I am working right now with a small group of teen docents at the Ogden Museum of Southern Art, leading them to develop stories to present as puppet theater inspired by a work of art of their choice at the museum. Yesterday, one of the young women asked if I had ever performed at a particular local elementary school, and I told her I probably had. She remembered a puppet theater performance she saw as a student there years before, remembering the story, and recognizing that I was the puppeteer because of my voice, she said. So, aside from visual appearance, text and physical action, voice is an element of self in the story that is, apparently, recognizable as identifiable inflection, tone, rhythm, etc.
So I was thinking about this in relation to voice in writing. I’m talking about the writing for children’s books I am doing. I love playing with voice in writing. Strength and evenness is crucial throughout each work: a conscious choice made – or allowed to happen and nurtured – which reflects an element of the writer.
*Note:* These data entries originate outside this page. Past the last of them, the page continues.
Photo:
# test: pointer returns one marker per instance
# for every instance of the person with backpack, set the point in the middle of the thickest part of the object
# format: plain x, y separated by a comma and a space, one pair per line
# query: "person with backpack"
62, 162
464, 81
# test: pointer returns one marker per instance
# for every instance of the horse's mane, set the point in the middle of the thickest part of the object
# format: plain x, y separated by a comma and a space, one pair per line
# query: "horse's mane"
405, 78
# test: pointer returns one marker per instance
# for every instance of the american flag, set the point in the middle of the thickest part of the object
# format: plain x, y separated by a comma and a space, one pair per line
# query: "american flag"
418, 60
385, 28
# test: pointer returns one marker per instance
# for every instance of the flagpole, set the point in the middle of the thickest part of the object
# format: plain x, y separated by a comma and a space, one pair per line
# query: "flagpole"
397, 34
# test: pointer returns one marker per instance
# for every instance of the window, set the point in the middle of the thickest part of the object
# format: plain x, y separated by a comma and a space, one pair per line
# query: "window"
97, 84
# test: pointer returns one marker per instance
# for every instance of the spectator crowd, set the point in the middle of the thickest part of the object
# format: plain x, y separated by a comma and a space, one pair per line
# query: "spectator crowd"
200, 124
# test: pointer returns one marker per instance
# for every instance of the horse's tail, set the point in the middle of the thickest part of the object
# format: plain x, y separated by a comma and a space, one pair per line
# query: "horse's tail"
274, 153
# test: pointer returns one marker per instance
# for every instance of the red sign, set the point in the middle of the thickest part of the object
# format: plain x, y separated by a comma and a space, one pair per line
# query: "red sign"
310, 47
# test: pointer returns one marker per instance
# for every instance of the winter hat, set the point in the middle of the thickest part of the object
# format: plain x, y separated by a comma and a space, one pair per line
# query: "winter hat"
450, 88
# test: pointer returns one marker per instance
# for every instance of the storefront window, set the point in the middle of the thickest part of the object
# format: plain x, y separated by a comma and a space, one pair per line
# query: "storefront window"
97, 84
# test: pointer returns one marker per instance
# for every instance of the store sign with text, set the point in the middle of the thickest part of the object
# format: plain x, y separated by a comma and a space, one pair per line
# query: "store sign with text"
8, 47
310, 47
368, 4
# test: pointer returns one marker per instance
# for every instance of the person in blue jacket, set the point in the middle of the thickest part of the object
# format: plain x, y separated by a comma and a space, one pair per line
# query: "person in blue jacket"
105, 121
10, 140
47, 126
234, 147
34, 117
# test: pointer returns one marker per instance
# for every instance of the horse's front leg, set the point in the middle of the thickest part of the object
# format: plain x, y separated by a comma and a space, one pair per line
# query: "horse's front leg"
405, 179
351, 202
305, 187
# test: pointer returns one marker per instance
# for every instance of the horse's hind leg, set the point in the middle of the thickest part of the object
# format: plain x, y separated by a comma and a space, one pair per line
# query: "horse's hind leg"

I’ve been experimenting with several re-writes of a particular story – changing it from 3rd to 1st person, and, especially, pushing the character traits to the limit. But, in pushing one character, all the others must keep up – or they don’t appear to belong in the same story – the voice of the entire story must remain consistent. As I’m testing changing the story from a sort of historical fiction narrative, to a tall tale, set in a specific place and time, I find I am actually doing more background research for the tall tale version – to keep a grounded voice. Although I am pushing and exaggerating the characters, I need the overall voice of the story to remain plausible and steady. I must have an even melody that leads from one page to the next, and voice is what carries this melody. It is tricky, and perhaps a bit more conscious than with the puppets, to keep the voice even.
The show I’ve been touring lately includes two different stories, tied together by the theme. One is a completely obscure folktale from Mali of a greedy river spirit, the other an adaptation of a more complex legend of Sir George and the Dragon. My young audiences have no problem following these stories that are new to them, and understanding when verbal assistance is required. They willingly enter into the world of the story with me, as we follow the puppets through the rising and falling action of the story cued by their voices and movements. For example, before Sir George arrives, when the dragon eats the villager’s last sheep (a cute lamb prop) the audience reaction is very apparent, and makes clear the horror the villager also must feel, and express – the audience and puppet are experiencing this together and take cues from each other.
But in writing, the writer must work to guide this emotional connection without the live relationship in real time that theater allows – to allow space inside the story for the reader to also live with the characters.
So, as I re-write (and re-write), I am working to build an unshakable setting foundation and characters I know intimately, then to allow the characters freedom to follow the events of the story through a recognizable and consistent voice to beckon and lead the reader along with them.